In fairness to many charter operators, the inability of lotteries to select classes of students that are equivalent to local public schools should not unequivocally eliminate admiration of charter outcomes. Many charters provide high-quality education that yields positive outcomes. Yet, critics dismiss performance of charters if they serve students who are less underprivileged or vulnerable than their traditional school peers. In my courses, I challenge that condemnation by asking, "How poor must students be before their educational attainment becomes impressive?" I have similar trouble with detractors who accuse charters of supporting race and class segregation. The accusers cast judgment as charters attempt to meet the needs of parents who must navigate between irreconcilable choices of education and equality for their children. Because they tend to focus on meeting the needs of underprivileged communities, segregated student populations often accompany the possibilities offered by charters.
Like current policies, my proposed charter lottery fix has trade-offs. Most notably, entering all students in a lottery limits the choice of some students. After all, to have the opportunity to make a choice, the student must still win a seat.
Similarly, my proposed fix does not guarantee equivalent charter and traditional school populations. Non-random factors such as residence and child care could unduly bias school choices. My "opt out" proposal may not compel responses from those who overlook school choice options. However, including the entire population of students in the lottery would safeguard against the unequal distribution of non-responders among charter and traditional schools.
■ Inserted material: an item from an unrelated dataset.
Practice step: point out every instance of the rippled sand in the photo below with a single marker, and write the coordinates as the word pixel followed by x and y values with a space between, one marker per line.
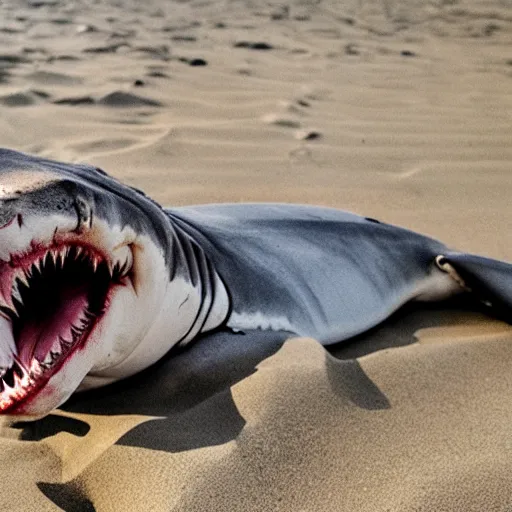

Regardless of claims otherwise, charter school lotteries are anything but random. Although drawings indiscriminately select winners from the lot of entrants, their procedures discriminate against the neediest of students. Not every knocked-upon door will be opened, phone call answered, or flier hung upon a refrigerator. For students behind closed doors, lacking a reliable phone number, without a refrigerator, or a flier-hanging guardian, choice was never an option.
To give these students a chance, charter school lotteries need a fix.
Craig Hochbein is an assistant professor of educational leadership at Lehigh University's College of Education.